John Carpenter (center) directed and wrote the score for the horror classic Halloween, and wrote the score for its 2018 sequel.

Trevor de Brauw/Courtesy of the artist

Michael Myers is back. The boogeyman from the Halloween movies has returned to terrorize Laurie Strode — played again by Jamie Lee Curtis — exactly 40 years after the original film was released.

John Carpenter directed that low-budget, highly influential horror movie and also composed its creepy, minimalist score. The new Halloween was directed by David Gordon Green, but only one composer knows how to score Michael Myers — so Halloween fans were very happy when producer Jason Blum asked Carpenter to score Michael Myers' 2018 homecoming.

While the original Halloween score is one of the most recognizable and enduring horror scores ever written, it was also one of the cheapest.
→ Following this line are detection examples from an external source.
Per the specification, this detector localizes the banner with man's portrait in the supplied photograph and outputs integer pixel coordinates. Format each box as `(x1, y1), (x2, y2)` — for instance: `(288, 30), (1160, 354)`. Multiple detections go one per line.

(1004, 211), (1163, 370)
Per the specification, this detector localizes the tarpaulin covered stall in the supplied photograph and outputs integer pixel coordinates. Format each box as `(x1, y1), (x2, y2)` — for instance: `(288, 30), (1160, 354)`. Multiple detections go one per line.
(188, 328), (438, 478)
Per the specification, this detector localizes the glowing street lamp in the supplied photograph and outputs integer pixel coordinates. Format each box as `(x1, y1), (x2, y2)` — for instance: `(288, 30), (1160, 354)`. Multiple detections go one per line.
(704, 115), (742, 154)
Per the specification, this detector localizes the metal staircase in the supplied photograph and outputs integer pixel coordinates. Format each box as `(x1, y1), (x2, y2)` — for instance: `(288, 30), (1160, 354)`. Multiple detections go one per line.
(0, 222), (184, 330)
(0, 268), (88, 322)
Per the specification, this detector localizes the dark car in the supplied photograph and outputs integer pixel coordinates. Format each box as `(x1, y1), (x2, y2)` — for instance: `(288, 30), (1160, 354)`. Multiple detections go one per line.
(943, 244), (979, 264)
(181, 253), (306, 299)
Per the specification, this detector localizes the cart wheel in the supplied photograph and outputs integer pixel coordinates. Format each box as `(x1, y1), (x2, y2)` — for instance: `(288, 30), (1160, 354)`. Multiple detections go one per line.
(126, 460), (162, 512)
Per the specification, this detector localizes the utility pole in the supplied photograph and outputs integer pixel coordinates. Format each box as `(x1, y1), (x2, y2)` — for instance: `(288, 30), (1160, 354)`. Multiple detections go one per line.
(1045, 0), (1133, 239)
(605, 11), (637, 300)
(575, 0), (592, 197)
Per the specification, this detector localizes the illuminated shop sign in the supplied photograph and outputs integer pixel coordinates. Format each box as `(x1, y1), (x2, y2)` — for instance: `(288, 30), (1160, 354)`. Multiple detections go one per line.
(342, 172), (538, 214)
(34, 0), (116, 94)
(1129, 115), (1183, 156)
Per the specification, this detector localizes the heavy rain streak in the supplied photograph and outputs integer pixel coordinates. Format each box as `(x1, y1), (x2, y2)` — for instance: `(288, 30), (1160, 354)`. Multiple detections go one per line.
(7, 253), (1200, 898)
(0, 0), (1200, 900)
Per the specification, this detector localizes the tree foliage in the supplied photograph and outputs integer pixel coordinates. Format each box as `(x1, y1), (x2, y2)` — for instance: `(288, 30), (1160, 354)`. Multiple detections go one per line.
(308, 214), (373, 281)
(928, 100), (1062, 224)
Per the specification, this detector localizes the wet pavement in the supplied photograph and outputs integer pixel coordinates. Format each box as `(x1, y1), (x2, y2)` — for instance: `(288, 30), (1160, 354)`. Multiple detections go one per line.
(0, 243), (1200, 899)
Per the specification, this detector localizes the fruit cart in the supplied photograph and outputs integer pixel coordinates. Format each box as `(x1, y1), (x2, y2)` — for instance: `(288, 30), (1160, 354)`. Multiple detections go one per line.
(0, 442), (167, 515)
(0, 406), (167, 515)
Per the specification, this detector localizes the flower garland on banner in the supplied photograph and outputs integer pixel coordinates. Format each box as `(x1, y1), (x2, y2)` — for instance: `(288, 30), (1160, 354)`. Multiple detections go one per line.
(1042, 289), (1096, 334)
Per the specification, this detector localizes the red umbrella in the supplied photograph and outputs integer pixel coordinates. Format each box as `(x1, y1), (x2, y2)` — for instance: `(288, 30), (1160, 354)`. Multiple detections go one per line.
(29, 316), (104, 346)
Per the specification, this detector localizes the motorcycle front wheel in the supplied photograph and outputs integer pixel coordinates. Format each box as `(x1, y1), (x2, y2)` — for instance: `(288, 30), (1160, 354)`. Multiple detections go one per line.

Carpenter's 1978 film, about a masked butcher stalking babysitters on Halloween night, had a budget of around $300,000 — no money for an orchestra or big-name film composer. So Carpenter, who learned music as a kid and had played in bands since college, booked a synthesizer studio in LA and plunked down some simple tunes.

"I only had three days to do the music to Halloween," Carpenter says. "I recorded five or six themes. And this wasn't scoring to picture. This was just scoring blind, and then I would cut the themes into the movie. I had to guess at various moods. What surprised me is, they actually fit pretty well into the movie. It's a cheap but effective way of scoring."

In writing these minimalist pieces for analog synths, Carpenter created a propulsive, dreamlike sense of dread. The music transformed Halloween from low-budget slasher flick to one of the most significant American horror films. "It's right up there with Psycho, The Texas Chainsaw Massacre and Alien," film critic Matt Zoller Seitz says. "Michael [Myers] doesn't run—he walks, which makes him much scarier. And then listen to the score: There's not a lot of fuss in the score. It's as minimalist and effective as that butcher knife that Michael carries."

Carpenter is no longer directing, but has been writing catchy, hypnotic albums and playing live concerts. He says he appreciates Halloween's enduring success.

"I love what Halloween has done for me, and I love the movie itself," Carpenter says. "And every time a sequel is made, I get paid."